The point I take is that meditation is meant to escape the confines of the cushion. Not abandon the cushion entirely, of course.
I don't think I would have got anything done today if I had not smoked a joint.
EDIT,
And I don't mean that in the sense that I lacked motivation to do things I don't enjoy. I suffer from depression and I think I probably would have been bed ridden today.
I think Jon Kabot-Zinn describes mindfulness eloquently
"The key to this path, which lies at the root of Buddhism, Taoism, and yoga, and which we also find in the works of people like Emerson, Thoreau, and Whitman, and in Native American wisdom, is an appreciation for the present moment and the cultivation of an intimate relationship with it through a continual attending to it with care and discernment. It is the direct opposite of taking life for granted.
Walking by the sea ( mindfully of course! )
^^ oh yeah, that is a great thing to do!
The other day I was walking on the common (green space) when I came across two single file Christians with hands held at waist in 'prayer walking'. Next time I may join them, then we would have us an interfaith convoy . . .
. . . maybe a bit too ostentatious for me. Slow walking does not require a look of glum sanctity as these two had. Too critical? Ah well.
Walking is a good one, dancing I like. dervishes have different dance forms, not just whirling . . .
Most retreat centres offer some form of mindful cleaning, dish washing, gardening etc. Housework your way to enlightenment. Seems like a win-win situation . . . the key for me is a steady relaxed and attentive pace . . .
Thanks guys . . .
Meeting with the cat with awareness too! Bob
Folding the clothes and walking to and from the station daily are my alternatives.
In metta
Do you walk in rain? Cycle through urban landscapes? Stare at the clouds? Mindful Ipad your words? Phone your children?
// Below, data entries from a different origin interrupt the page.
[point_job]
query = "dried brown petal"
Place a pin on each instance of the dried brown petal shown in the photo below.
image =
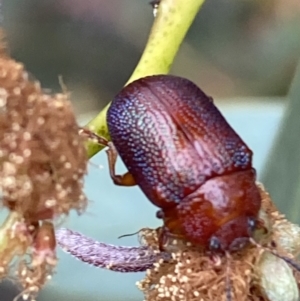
(115, 258)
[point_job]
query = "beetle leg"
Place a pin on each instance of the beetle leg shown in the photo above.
(122, 180)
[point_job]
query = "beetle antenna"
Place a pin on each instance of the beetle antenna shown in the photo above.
(228, 283)
(288, 260)
(93, 136)
(125, 235)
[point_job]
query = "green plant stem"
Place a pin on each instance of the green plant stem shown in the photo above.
(173, 19)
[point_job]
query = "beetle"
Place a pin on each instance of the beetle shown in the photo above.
(188, 161)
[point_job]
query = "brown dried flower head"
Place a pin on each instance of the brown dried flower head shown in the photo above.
(185, 273)
(251, 274)
(42, 164)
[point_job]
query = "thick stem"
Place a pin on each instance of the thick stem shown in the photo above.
(173, 19)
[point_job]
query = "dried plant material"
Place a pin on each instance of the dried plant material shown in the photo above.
(42, 156)
(115, 258)
(271, 269)
(185, 273)
(42, 164)
(192, 275)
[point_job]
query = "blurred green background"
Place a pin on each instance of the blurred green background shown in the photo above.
(242, 52)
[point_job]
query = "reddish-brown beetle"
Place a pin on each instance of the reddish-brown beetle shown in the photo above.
(187, 160)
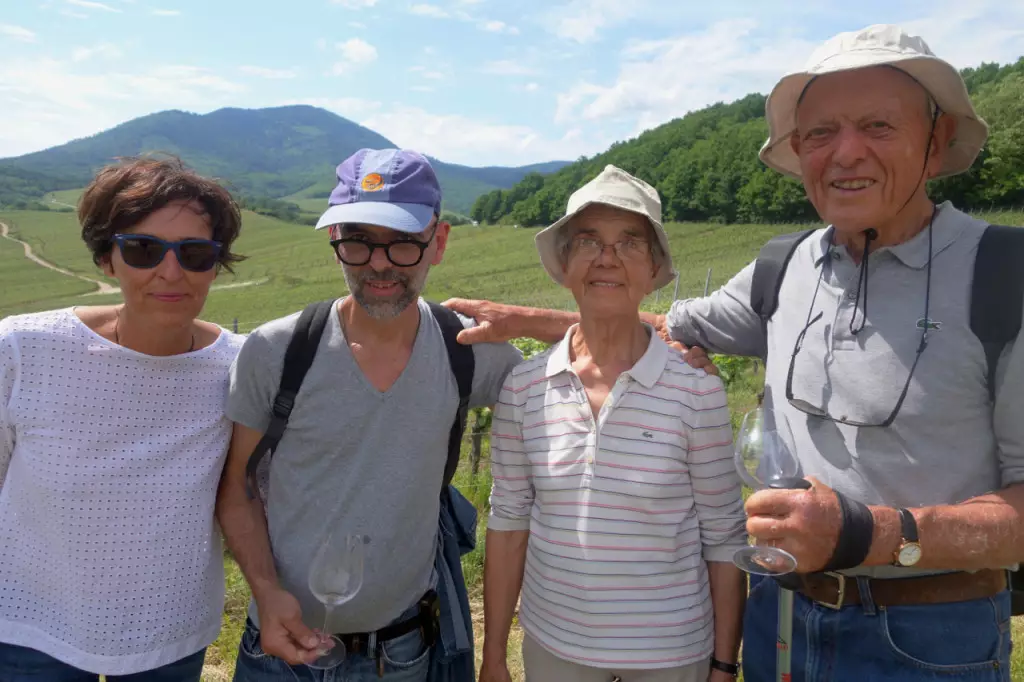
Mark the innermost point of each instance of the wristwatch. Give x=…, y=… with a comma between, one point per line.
x=909, y=550
x=731, y=669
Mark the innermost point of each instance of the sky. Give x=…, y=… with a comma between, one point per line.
x=476, y=82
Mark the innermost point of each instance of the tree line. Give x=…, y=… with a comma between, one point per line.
x=706, y=167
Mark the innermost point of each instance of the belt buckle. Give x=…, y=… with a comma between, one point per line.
x=841, y=580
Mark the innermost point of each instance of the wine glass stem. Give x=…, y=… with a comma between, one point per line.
x=325, y=635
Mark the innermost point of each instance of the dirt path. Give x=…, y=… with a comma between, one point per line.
x=101, y=287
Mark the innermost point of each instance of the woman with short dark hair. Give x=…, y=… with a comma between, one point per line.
x=112, y=441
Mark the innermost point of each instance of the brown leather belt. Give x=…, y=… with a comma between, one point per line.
x=837, y=590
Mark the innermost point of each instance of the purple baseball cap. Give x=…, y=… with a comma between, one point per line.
x=394, y=188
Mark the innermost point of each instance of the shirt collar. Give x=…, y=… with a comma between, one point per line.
x=647, y=370
x=912, y=253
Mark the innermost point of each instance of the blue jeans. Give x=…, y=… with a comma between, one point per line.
x=19, y=664
x=966, y=641
x=406, y=658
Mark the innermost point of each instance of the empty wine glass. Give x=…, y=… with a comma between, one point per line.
x=764, y=460
x=335, y=577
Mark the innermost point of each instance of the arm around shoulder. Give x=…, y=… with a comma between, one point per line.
x=721, y=323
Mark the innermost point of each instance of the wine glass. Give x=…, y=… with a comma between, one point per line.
x=764, y=460
x=335, y=577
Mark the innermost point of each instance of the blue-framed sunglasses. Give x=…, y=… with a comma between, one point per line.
x=145, y=251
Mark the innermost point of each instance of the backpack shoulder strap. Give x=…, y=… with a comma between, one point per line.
x=997, y=292
x=299, y=356
x=769, y=269
x=463, y=365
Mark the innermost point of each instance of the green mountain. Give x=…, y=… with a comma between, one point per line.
x=270, y=153
x=706, y=167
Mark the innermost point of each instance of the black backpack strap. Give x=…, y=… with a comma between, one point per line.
x=997, y=292
x=768, y=271
x=299, y=356
x=463, y=365
x=996, y=302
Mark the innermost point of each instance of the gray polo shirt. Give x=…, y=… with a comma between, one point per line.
x=948, y=442
x=359, y=460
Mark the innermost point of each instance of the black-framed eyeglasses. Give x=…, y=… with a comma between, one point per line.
x=403, y=253
x=821, y=413
x=146, y=251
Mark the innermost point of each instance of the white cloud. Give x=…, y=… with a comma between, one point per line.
x=350, y=108
x=499, y=27
x=583, y=20
x=89, y=4
x=103, y=50
x=354, y=52
x=658, y=81
x=262, y=72
x=17, y=33
x=470, y=140
x=427, y=73
x=508, y=68
x=46, y=101
x=428, y=10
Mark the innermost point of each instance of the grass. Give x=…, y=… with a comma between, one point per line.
x=66, y=197
x=498, y=263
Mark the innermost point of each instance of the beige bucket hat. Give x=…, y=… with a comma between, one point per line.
x=614, y=187
x=877, y=45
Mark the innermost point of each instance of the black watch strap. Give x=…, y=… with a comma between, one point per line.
x=731, y=669
x=908, y=525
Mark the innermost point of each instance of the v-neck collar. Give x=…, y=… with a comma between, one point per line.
x=416, y=352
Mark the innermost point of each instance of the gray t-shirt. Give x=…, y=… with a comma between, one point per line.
x=948, y=442
x=359, y=460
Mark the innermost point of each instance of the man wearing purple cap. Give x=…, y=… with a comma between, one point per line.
x=366, y=445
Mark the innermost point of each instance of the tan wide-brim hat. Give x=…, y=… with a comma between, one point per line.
x=877, y=45
x=614, y=187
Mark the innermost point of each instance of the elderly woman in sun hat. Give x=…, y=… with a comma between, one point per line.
x=615, y=507
x=875, y=360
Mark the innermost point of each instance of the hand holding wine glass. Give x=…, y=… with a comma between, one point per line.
x=764, y=460
x=336, y=577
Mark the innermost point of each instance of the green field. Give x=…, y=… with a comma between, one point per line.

Wait . . . is it all meditating?
(Obviously) it depends on how it it encountered , held in awareness....or not.
No, it's mindfulness ( hopefully )
Chanting, walking, prostrations. But they are complementary practices, rather than "alternatives".
OK Something a little more formal. Chan moving meditation . . .
http://chancenter.org/cmc/chan-practice/moving-meditation/
^^^ Thanks for that link. I got some good reading from it.